SELECTED PROJECTS ASSASSINATION:
THE LAST DAYS OF MALCOLM X (currently
in post-production);
WHERE
ARE THE POETS TODAY?
- 7 minute video, June 2012, Pärnu
Film & Video festival August 2012; Les Instants Video Festival
Marseilles; AMERICA
(2008/1971) - director/editor - Cinema du Reel, Centre Pompidou,
Paris; Whitney Museum of American Art –
60s film retrospective;
ALL
ALONG THE WATCHTOWER
(2008) Reconnecting the Dots of '68 - Meantime Exhibition Space,
Cheltenham, UK Spring 2008; USTI
OPRE (2007)
Director/Editor - Hungarian, German, UK co-production. A feature
length documentary film about contemporary Roma music from Central
Europe featuring Snétberger
Ferenc, Balogh Kálmán
and Boban Markovic; MIES VAN DER ROHE IN AMERICA (2001)

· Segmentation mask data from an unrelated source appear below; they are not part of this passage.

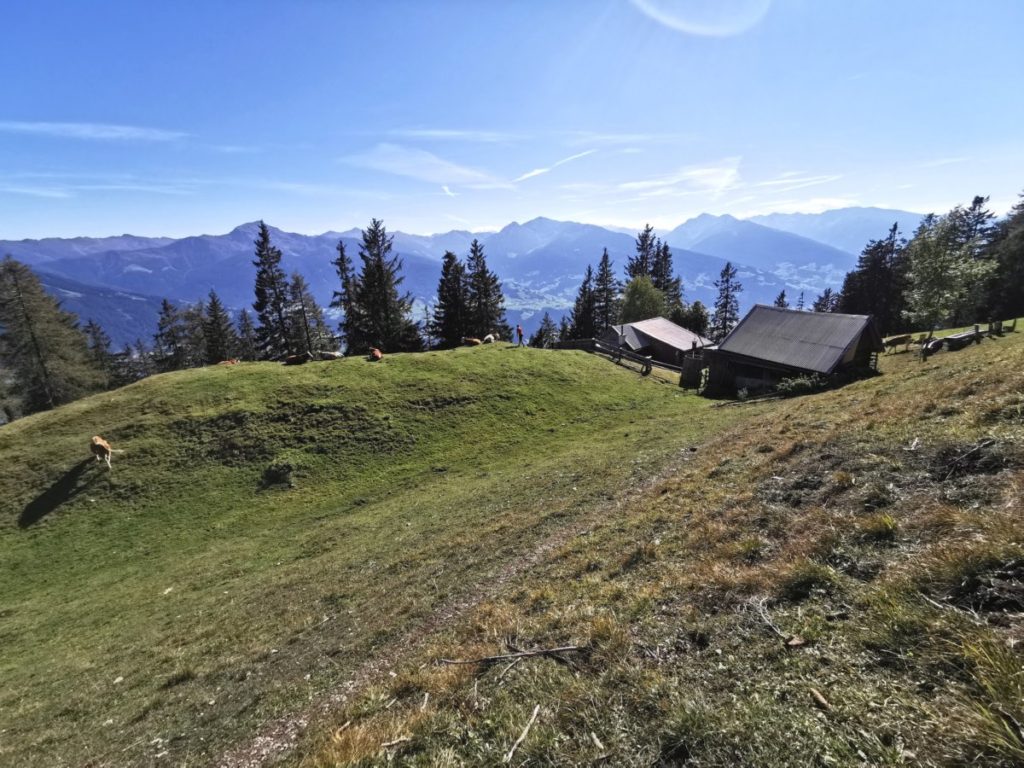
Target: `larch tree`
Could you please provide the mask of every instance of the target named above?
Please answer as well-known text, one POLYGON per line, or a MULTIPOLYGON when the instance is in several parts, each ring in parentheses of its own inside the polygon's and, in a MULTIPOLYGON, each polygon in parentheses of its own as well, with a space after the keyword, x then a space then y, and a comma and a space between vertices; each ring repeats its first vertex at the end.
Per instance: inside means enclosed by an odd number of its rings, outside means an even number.
POLYGON ((825 288, 824 291, 814 300, 814 304, 811 308, 815 312, 838 312, 839 311, 839 294, 833 291, 831 288, 825 288))
POLYGON ((683 326, 686 330, 693 331, 698 336, 707 337, 711 318, 708 316, 708 308, 704 306, 703 302, 695 301, 692 304, 688 304, 683 310, 679 321, 679 325, 683 326))
POLYGON ((0 366, 10 395, 8 417, 55 408, 106 386, 78 318, 61 309, 26 265, 0 262, 0 366))
POLYGON ((338 255, 331 261, 335 271, 338 273, 338 289, 334 291, 330 306, 339 309, 342 313, 341 323, 338 330, 345 341, 351 347, 349 341, 350 333, 358 336, 359 328, 363 322, 359 307, 356 304, 356 297, 359 294, 359 278, 352 266, 352 260, 345 252, 345 241, 339 240, 335 246, 338 255))
POLYGON ((316 356, 335 351, 334 335, 324 322, 324 311, 316 303, 305 278, 295 272, 288 284, 288 333, 292 349, 316 356))
POLYGON ((505 319, 505 295, 498 276, 487 268, 484 246, 473 240, 466 258, 467 327, 471 335, 495 334, 501 339, 512 338, 512 328, 505 319))
POLYGON ((235 354, 242 360, 251 362, 259 358, 259 346, 256 342, 256 328, 252 324, 249 311, 242 308, 238 316, 238 349, 235 354))
POLYGON ((82 329, 89 344, 89 356, 96 367, 103 371, 110 380, 114 378, 114 353, 110 351, 110 336, 103 330, 103 326, 95 320, 90 320, 82 329))
POLYGON ((934 331, 977 307, 996 264, 976 256, 963 243, 950 216, 927 217, 907 245, 908 314, 919 327, 934 331))
POLYGON ((153 362, 156 370, 179 371, 188 360, 188 328, 181 310, 169 300, 160 302, 160 316, 153 335, 153 362))
POLYGON ((715 281, 718 298, 715 299, 715 312, 711 316, 708 333, 712 341, 721 341, 740 320, 739 294, 743 285, 736 279, 736 267, 727 261, 722 272, 715 281))
POLYGON ((779 291, 779 295, 775 297, 775 302, 772 306, 778 307, 779 309, 789 309, 789 302, 786 301, 786 289, 783 288, 779 291))
POLYGON ((1024 193, 996 225, 990 252, 996 269, 988 284, 988 315, 1006 320, 1024 315, 1024 193))
POLYGON ((446 251, 441 262, 441 279, 437 284, 437 303, 428 324, 431 336, 441 349, 451 349, 462 343, 469 332, 469 285, 466 267, 459 257, 446 251))
POLYGON ((281 268, 281 250, 270 241, 270 229, 262 221, 253 243, 256 246, 256 343, 260 356, 277 360, 292 354, 288 332, 288 277, 281 268))

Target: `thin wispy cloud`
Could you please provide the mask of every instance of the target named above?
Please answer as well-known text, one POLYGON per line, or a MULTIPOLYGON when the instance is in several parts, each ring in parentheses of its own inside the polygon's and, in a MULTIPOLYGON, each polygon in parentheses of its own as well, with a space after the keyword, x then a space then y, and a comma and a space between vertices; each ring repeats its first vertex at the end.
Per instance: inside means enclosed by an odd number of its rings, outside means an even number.
POLYGON ((969 157, 939 157, 935 160, 928 160, 921 163, 922 168, 942 168, 946 165, 956 165, 957 163, 966 163, 970 160, 969 157))
POLYGON ((145 128, 137 125, 44 123, 18 120, 0 120, 0 132, 94 141, 177 141, 188 136, 182 131, 145 128))
POLYGON ((771 0, 716 0, 670 3, 632 0, 646 16, 670 29, 705 37, 730 37, 756 25, 771 7, 771 0))
POLYGON ((512 183, 513 184, 518 184, 520 181, 526 181, 527 179, 532 179, 532 178, 535 178, 537 176, 542 176, 545 173, 550 173, 552 170, 554 170, 555 168, 557 168, 560 165, 565 165, 566 163, 571 163, 573 160, 579 160, 580 158, 587 157, 587 155, 592 155, 595 152, 597 152, 596 149, 588 149, 585 152, 577 152, 575 155, 569 155, 569 157, 563 157, 561 160, 559 160, 559 161, 557 161, 555 163, 552 163, 547 168, 534 168, 532 171, 527 171, 526 173, 524 173, 519 178, 513 179, 512 183))
POLYGON ((25 195, 28 197, 43 197, 59 199, 71 197, 71 193, 54 187, 33 187, 18 184, 0 184, 0 194, 3 195, 25 195))
POLYGON ((767 181, 758 181, 750 186, 758 188, 770 189, 773 193, 782 194, 785 192, 792 192, 796 189, 804 189, 805 187, 816 187, 820 184, 828 184, 833 181, 838 181, 843 178, 842 174, 831 174, 831 175, 819 175, 809 176, 800 175, 798 173, 787 172, 780 174, 777 179, 768 179, 767 181))
POLYGON ((396 128, 388 136, 399 139, 428 139, 437 141, 473 141, 483 144, 499 144, 527 138, 518 133, 502 131, 474 131, 458 128, 396 128))
POLYGON ((555 135, 561 136, 569 146, 581 144, 596 144, 599 146, 625 144, 633 146, 637 144, 676 143, 691 141, 696 138, 692 133, 614 133, 601 131, 563 131, 555 135))
POLYGON ((378 144, 367 152, 344 157, 342 162, 357 168, 404 176, 439 186, 463 185, 477 189, 509 186, 507 182, 502 182, 475 168, 450 162, 425 149, 400 144, 378 144))
POLYGON ((740 160, 729 157, 711 165, 686 166, 666 176, 623 182, 618 188, 641 197, 704 194, 714 199, 739 184, 740 160))
POLYGON ((457 195, 457 194, 455 194, 454 192, 452 192, 452 191, 451 191, 451 190, 450 190, 450 189, 448 188, 448 185, 447 185, 447 184, 442 184, 442 185, 441 185, 441 191, 442 191, 442 192, 444 192, 444 193, 445 193, 445 194, 446 194, 446 195, 447 195, 448 197, 458 197, 458 195, 457 195))

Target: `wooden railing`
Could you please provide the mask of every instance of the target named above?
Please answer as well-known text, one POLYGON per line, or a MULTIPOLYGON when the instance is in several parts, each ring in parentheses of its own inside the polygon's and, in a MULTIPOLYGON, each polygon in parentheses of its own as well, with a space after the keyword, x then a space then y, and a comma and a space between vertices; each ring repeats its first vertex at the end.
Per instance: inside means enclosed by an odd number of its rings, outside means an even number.
POLYGON ((623 349, 622 347, 615 344, 609 344, 608 342, 601 341, 600 339, 573 339, 572 341, 560 341, 555 344, 555 349, 582 349, 584 352, 604 355, 615 363, 628 360, 629 362, 639 365, 640 373, 644 376, 651 372, 653 366, 663 368, 666 371, 673 371, 675 373, 682 373, 683 371, 683 369, 678 365, 662 363, 653 359, 649 355, 638 355, 636 352, 630 352, 628 349, 623 349))

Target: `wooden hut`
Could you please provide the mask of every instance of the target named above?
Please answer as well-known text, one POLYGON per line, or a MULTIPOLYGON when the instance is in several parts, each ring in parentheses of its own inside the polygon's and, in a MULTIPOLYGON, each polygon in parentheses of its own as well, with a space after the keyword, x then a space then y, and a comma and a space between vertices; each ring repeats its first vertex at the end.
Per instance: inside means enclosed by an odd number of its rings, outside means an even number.
POLYGON ((613 325, 600 340, 669 365, 680 365, 684 353, 711 343, 664 317, 613 325))
POLYGON ((870 315, 758 304, 716 348, 705 351, 706 390, 755 393, 798 376, 853 378, 873 370, 882 349, 870 315))

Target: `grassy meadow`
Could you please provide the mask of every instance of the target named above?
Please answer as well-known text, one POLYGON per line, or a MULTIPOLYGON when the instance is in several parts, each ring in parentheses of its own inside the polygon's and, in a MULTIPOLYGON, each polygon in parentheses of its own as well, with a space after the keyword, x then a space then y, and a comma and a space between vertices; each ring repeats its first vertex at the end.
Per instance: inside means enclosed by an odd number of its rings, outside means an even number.
POLYGON ((1024 764, 1024 334, 881 368, 722 408, 292 762, 1024 764))
POLYGON ((502 345, 165 374, 2 427, 0 764, 244 752, 750 412, 502 345))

editor and director of photography for the video installations:
Federal Centre Chicago, Seagrams Building, New York and Farhnsworth
House, Plano. Illinois. Exhibition June through September 2001 at
Whitney Museum of American Art; the Museum of Contemporary Art
(Chicago) and the Canadian Centre for Architecture (Montreal); LA
BASIR
(The Kiss) (2000) videographer and editor for video installation by
Inigo Manglano-Ovalle, Whitney Biennial 2000 Permanent collection
Museum of Contemporary Art, Chicago and Whitney Museum, New York;
JUBA:
Masters of Percussive Dance (1998)
Director,
Co-Producer and Editor (60 minutes/video) PBS National Broadcast;
A
documentary and performance film about tap dance co-produced with
WTTW - Channel 11 (Chicago PBS affiliate); A
CLEAN, WELL-LIGHTED PLACE (1994)
- Director and Screenwriter A dramatic film based on the short story
by Ernest Hemingway (16mm film, color - 1994) Co-produced by The
School of the Art Institute of Chicago and The Longmeadow Foundation.

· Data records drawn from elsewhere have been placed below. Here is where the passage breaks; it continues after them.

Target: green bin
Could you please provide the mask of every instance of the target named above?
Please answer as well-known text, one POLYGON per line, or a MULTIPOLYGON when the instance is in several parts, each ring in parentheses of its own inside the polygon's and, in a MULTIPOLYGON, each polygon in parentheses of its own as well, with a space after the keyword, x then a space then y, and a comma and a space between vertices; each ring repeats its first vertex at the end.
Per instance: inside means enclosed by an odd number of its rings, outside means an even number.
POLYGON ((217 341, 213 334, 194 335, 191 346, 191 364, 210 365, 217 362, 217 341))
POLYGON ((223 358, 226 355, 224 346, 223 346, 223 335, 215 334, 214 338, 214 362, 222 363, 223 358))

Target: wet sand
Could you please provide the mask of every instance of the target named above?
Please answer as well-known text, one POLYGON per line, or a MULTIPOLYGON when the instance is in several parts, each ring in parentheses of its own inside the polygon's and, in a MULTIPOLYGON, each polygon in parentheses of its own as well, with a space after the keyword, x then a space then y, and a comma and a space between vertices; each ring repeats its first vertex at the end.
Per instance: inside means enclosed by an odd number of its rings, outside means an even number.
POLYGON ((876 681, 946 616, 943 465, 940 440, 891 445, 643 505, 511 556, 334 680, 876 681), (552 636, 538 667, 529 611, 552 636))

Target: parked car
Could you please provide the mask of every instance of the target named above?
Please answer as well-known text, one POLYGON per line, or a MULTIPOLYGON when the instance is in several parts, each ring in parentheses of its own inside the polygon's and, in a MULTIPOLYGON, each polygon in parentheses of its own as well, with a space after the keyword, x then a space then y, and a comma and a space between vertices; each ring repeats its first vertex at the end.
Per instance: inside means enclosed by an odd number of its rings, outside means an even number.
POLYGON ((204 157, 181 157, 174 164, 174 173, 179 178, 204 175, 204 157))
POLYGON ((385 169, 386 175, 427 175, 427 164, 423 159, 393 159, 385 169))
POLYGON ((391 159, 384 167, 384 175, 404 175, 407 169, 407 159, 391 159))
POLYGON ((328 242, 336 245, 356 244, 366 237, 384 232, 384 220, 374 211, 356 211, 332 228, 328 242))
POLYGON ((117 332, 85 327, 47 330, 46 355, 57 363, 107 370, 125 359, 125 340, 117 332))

Broadcast by The Independent Channel; winner of “The Bob Award”
from WTTW for best independent narrative film; THE
BOMBING OF HIROSHIMA AND NAGASAKI
(1991) Director, Editor and Screenwriter (video/film - 60 min.) An
examination of the decision to use the first nuclear weapons; a video
that combines dramatizations, archival materials and interviews with
Gar Alperovitz, John Donner, Robert Lifton and the noted physicist
Phillip Morrison; INTRIGUE
IN THE MIDDLE EAST
(1991) Director, Editor and Screenwriter (video/film - 110 min.)

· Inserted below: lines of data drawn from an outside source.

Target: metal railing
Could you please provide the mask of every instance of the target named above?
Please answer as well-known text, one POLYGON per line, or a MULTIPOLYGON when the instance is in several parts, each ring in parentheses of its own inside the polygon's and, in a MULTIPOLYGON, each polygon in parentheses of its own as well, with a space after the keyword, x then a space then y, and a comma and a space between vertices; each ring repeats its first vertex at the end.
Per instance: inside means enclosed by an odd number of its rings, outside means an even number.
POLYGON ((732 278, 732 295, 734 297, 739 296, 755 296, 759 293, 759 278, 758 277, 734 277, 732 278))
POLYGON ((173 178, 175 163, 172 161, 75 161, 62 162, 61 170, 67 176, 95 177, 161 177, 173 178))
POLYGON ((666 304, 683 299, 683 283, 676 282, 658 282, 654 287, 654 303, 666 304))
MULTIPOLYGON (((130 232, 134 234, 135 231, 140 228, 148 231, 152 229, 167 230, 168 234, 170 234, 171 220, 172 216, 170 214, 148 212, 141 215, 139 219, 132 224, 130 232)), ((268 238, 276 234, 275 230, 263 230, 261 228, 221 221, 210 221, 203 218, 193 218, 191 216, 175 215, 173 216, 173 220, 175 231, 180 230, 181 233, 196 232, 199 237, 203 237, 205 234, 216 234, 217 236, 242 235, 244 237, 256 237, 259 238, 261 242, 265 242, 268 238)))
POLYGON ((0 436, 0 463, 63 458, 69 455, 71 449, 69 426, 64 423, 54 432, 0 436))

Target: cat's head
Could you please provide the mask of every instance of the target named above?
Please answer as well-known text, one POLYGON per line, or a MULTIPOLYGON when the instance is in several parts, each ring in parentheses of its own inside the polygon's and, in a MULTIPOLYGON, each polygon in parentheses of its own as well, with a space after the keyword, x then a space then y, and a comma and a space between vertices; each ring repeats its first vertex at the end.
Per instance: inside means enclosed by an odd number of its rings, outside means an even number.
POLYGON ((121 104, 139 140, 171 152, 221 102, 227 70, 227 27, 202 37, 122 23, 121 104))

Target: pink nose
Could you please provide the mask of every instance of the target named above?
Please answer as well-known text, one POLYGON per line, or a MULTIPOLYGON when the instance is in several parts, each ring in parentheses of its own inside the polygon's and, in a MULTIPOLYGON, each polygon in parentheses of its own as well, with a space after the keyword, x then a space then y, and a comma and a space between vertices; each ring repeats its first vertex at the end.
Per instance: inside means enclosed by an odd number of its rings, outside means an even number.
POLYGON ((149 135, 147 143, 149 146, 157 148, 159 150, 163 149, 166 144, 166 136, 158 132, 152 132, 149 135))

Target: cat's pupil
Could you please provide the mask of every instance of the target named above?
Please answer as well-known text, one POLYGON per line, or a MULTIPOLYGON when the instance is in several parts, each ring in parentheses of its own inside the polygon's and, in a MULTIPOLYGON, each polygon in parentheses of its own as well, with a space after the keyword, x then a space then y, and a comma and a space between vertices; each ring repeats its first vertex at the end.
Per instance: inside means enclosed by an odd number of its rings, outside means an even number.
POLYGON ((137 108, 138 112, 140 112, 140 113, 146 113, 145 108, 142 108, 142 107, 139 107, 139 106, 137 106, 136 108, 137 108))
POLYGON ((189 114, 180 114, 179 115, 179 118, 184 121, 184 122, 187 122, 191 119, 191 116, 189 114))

Beginning with the period immediately preceding World War II, the
documentary presents an historical overview of events leading up to
the Gulf War and the continuing conflicts in Israel and Palestine
including interviews with Edward Said, Noam Chomsky and Former
Ambassador Patrick Murphy National Broadcast Free Speech TV; NO
TIME TO LOSE Co-director
and co-producer (beta video - 17 min.) documentary film about
children living in the inner cities in New York State; broadcast
WNET/PBS, New York City 1990; WHO
KILLED VINCENT CHIN?
Contributing Editor (16mm - 90 min.)
A feature length documentary about the social and political
implications of the killing of Vincent Chin by unemployed autoworkers
in Detroit in 1982 1988 national broadcast PBS; ACADEMY
AWARD NOMINATION, LONDON FILM FESTIVAL
Produced by Third World Newsreel, The Film News Now Foundation and
Detroit Public Television 1988; MISSISSIPPI
TRIANGLE (co-director
and editor)
This
is an intimate portrait of life in the Mississippi Delta, where
Chinese, African Americans and whites live in a complex world of
cotton, labor, and racial conflict. The history of the Chinese
community, originally brought to the South to work on cotton
plantations after the Civil War, is framed against the harsh
realities of civil rights, religion, politics, and class in the
South. Rare historical footage and interviews of Delta residents are
combined to create this unprecedented document of inter-ethnic
relations in the American South. A Third World Newsreel production.
1984, Berlin International Film Festival.